= The Overeater =

2003 film by Thierry Binisti

The Overeater (original title: L'Outremangeur) is a 2003 French-language film directed by Thierry Binisti and starring former footballer Eric Cantona.

==Plot==
Superintendent Richard Selena of Marseille Police, is a compulsive overeater. Obese and awkward, he looks like an ogre. The opening credits overlay a scene of childhood attachment, ending with a young girl being led away. We learn that memories of his girlfriend's death still haunt him. After a heart attack, doctors give him one year to live. As well as being traumatised by the childhood incident and feeling responsible for her death, he falls in love with a murder suspect, Elsa played by Rachida Brakni.

Fascinated by the young and beautiful Elsa whom Richard knows is guilty of murdering her uncle, Victor Lachaume, a leading ship owner of the port, he decides to play a game. He makes a proposition: that he will keep silent about his knowledge on condition that she comes to dine at his place every evening for that one year.
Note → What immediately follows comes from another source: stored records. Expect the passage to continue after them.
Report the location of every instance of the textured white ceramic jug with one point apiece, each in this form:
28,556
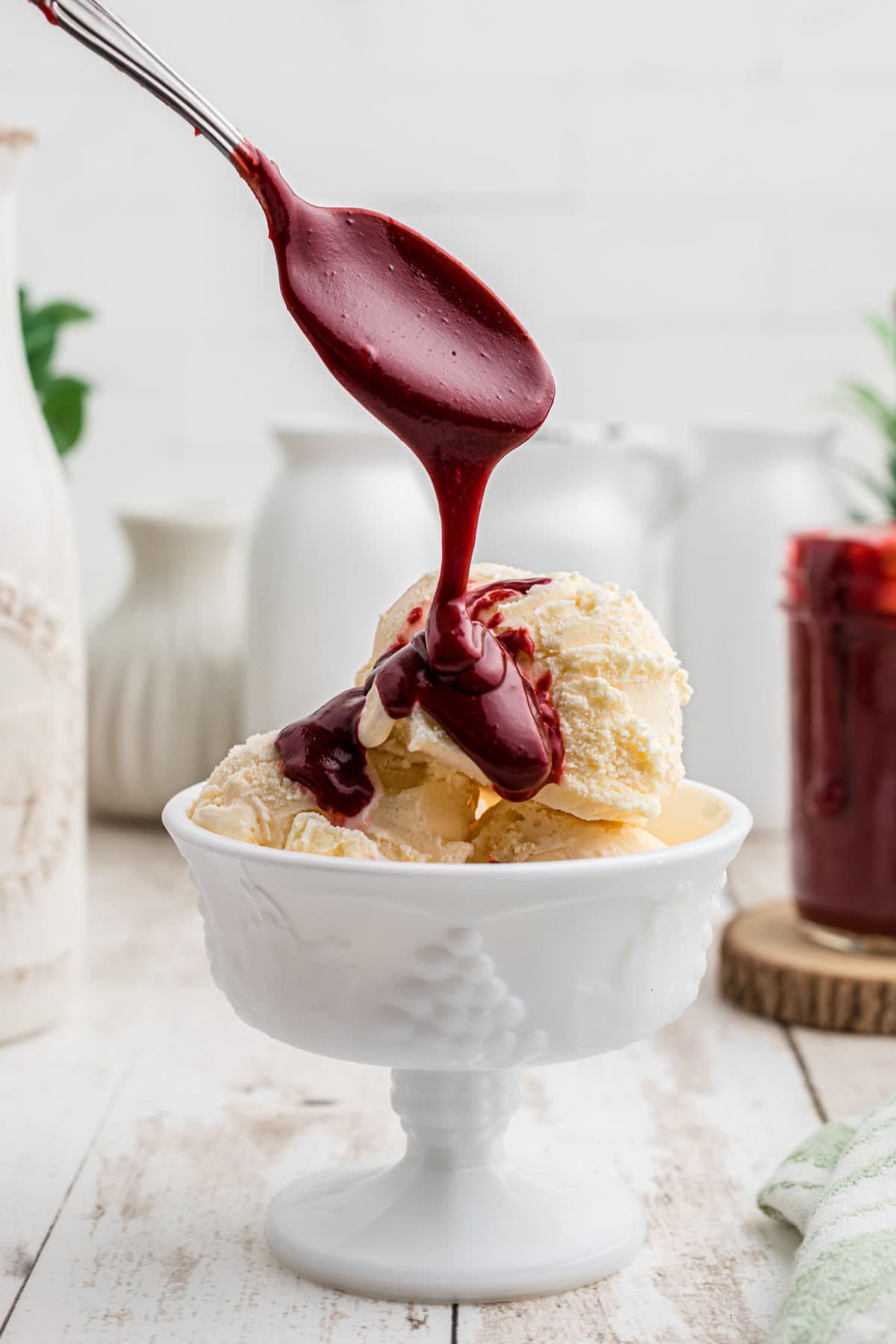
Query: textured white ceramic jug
755,483
348,524
166,665
42,878
593,497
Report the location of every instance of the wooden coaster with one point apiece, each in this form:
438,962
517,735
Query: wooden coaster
771,968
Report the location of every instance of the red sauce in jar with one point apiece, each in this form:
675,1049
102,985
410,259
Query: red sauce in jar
841,604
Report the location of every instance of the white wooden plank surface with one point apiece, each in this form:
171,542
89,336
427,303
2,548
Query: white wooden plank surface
845,1073
144,1139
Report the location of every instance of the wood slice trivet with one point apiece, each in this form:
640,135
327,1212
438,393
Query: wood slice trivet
771,968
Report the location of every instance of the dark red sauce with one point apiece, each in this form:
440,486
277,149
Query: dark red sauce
46,11
841,603
435,355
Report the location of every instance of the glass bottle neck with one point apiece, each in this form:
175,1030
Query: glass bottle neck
13,359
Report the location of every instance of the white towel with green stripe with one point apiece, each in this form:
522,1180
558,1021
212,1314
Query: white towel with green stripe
839,1189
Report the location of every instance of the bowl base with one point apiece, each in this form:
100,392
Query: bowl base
423,1233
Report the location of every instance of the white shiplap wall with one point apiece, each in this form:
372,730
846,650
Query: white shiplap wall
691,205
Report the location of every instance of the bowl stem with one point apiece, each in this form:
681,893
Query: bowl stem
454,1221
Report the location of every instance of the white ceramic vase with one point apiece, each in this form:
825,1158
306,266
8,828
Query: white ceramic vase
594,497
755,483
166,665
42,826
347,526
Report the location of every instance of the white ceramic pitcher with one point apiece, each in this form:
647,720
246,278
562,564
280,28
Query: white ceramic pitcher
167,663
347,526
42,827
588,497
755,483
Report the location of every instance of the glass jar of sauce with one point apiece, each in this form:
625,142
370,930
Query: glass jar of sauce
841,606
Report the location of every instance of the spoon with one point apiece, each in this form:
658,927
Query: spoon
408,331
405,327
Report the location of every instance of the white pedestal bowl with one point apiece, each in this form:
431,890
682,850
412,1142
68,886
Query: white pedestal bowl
455,976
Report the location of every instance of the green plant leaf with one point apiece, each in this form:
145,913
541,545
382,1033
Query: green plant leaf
62,398
872,406
63,409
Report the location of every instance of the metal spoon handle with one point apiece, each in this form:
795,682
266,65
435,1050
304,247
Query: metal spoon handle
104,33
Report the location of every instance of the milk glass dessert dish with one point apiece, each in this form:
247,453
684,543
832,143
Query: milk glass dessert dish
455,937
482,853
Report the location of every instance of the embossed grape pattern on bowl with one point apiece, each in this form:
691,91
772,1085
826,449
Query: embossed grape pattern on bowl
457,976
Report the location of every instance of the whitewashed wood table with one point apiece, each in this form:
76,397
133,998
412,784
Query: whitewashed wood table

Elsa accepts this ritual in spite of the perversity of the proposal.

==Cast==
- Eric Cantona : Superintendent Séléna
- Rachida Brakni : Elsa
- Jocelyn Quivrin : Marc Brisset
- Richard Bohringer : Emile Lachaume
- Caroline Sihol : Anne Lachaume

==Production details==
- music by Nicolas Errèra
This crime drama was made in 2003 in France and is 95 minutes long with English subtitles.